SQL vs Python
Vane Data is designed for pipelines where SQL and Python both belong in the same relation workflow.
Use SQL for relational work. Use Python UDFs when an operation needs Python libraries, custom state, model calls, or row expansion. Use AI helpers when the operation matches a built-in embedding, classification, or prompting pattern.
Decision guide
| Need | Use | Why |
|---|---|---|
| Filter rows, project columns, join tables, aggregate metrics | SQL | Declarative, inspectable, and optimized |
| Decode media, call Python libraries, run custom models | Python UDF | Keeps non-SQL logic explicit and testable |
| Generate embeddings, classify text, prompt a model | AI helper | Provides provider-specific wrappers with Vane Data execution controls |
| Reuse an expensive model or client | Actor UDF backend | Initializes once and processes many batches |
| Scale stateless transforms | ray_task | Distributes function calls across Ray workers |
| Scale model inference or GPU work | ray_actor | Combines actor reuse with Ray resource placement |
Use SQL for relational work
SQL should own operations that are naturally table transformations:
- Reading Parquet, CSV, JSON, and other DuckDB-supported sources.
- Filtering rows before expensive work.
- Selecting only the columns needed by the next stage.
- Joining metadata tables.
- Aggregating quality metrics.
- Writing clean tabular outputs.
raw = con.sql(""" select id, uri, text from read_parquet('data/documents/*.parquet') where text is not null and length(text) > 80 """)
Use Python UDFs for custom work
Python should own operations that need runtime libraries or custom logic:
- Batch model inference.
- Image, audio, video, or PDF decoding.
- Text normalization with Python packages.
- Calling private services or clients.
- Generating multiple rows per input row.
- Returning custom columns with explicit schemas.
import pyarrow as pa def split_sentences(batch: pa.Table) -> pa.Table: ids = batch.column("id").to_pylist() texts = batch.column("text").to_pylist() out_id: list[int] = [] out_sentence: list[str] = [] for doc_id, text in zip(ids, texts): for sentence in str(text).split("."): sentence = sentence.strip() if sentence: out_id.append(doc_id) out_sentence.append(sentence) return pa.table({"id": out_id, "sentence": out_sentence}) sentences = raw.map_batches( split_sentences, schema={"id": "BIGINT", "sentence": "VARCHAR"}, batch_size=512, execution_backend="subprocess_task", )
Use AI helpers for common AI tasks
AI helpers are best when the operation matches a built-in provider pattern:
embedded = raw.embed_text( "text", provider="transformers", model="sentence-transformers/all-MiniLM-L6-v2", output_column="embedding", )

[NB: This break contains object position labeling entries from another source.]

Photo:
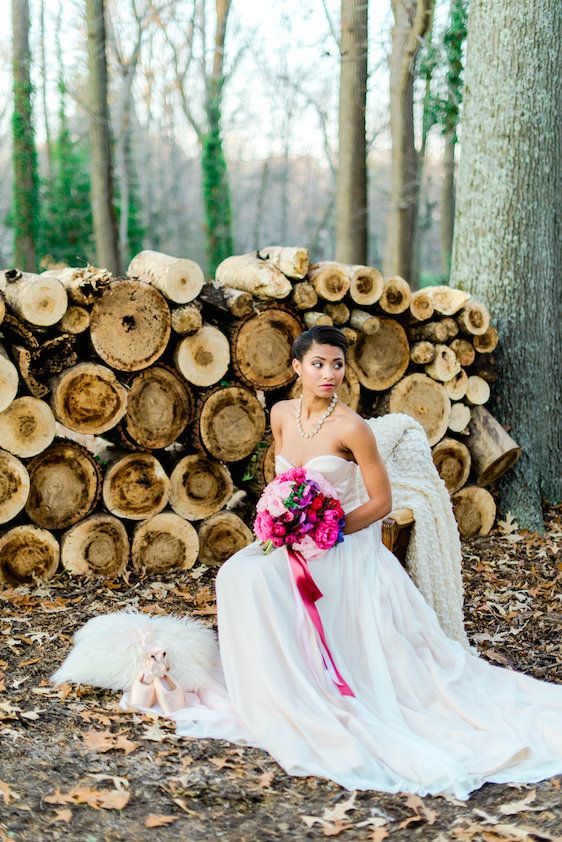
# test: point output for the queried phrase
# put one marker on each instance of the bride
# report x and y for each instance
(425, 715)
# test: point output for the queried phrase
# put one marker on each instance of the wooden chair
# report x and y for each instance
(396, 532)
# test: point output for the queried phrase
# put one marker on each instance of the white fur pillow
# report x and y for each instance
(108, 650)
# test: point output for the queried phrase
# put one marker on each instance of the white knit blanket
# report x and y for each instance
(434, 558)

The helper returns a relation containing the configured output column. If downstream stages also need source IDs, text, or metadata, use a custom UDF that returns the full schema you need, or explicitly combine helper output with source rows in a validated step.
Recommended pipeline shape
Start with SQL, move to Python only for the expensive or custom step, then return to SQL for validation and output.
raw = con.sql(""" select id, uri, text from read_parquet('s3://bucket/raw/*.parquet') where text is not null """) features = raw.map_batches( ModelBatch, schema={"id": "BIGINT", "label": "VARCHAR"}, batch_size=64, execution_backend="ray_actor", gpus=1, concurrency=4, ) features.to_table("features") con.sql(""" select label, count(*) as n from features group by label order by n desc """).show()
Replace ModelBatch with a callable class that loads and reuses your model.
Python-first workloads
Choose a Python-first path when:
- Model throughput is the main bottleneck.
- You need actor reuse for models or service clients.
- The transformation is clearer as a batch function than as SQL.
- You are tuning batch_size, gpus, cpus, concurrency, and Ray resources.
Recommended path:
- Use SQL for scans and pruning.
- Use map_batches for model or decoding work.
- Use subprocess_actor locally when initialization is expensive.
- Use ray_actor only after the local actor path is correct.
- Tune with representative data.
SQL-first workloads
Choose a SQL-first path when:
- The data fits on one machine or one analytical engine.
- Transformations need to be easy to inspect and audit.
- Python UDFs are only a small enrichment step.
- The output is consumed by another SQL system, warehouse, lakehouse, or BI pipeline.
Recommended path:
- Keep data in relations, tables, and views.
- Use Python only for the non-SQL step.
- Write Parquet or another DuckDB-supported output format.
- Hand off to downstream systems through their own ingestion paths.
Rule of thumb
If the operation can be expressed clearly in SQL, keep it in SQL. If it needs Python state, external libraries, model execution, or provider calls, put it in a UDF or AI helper and keep the input and output schema explicit.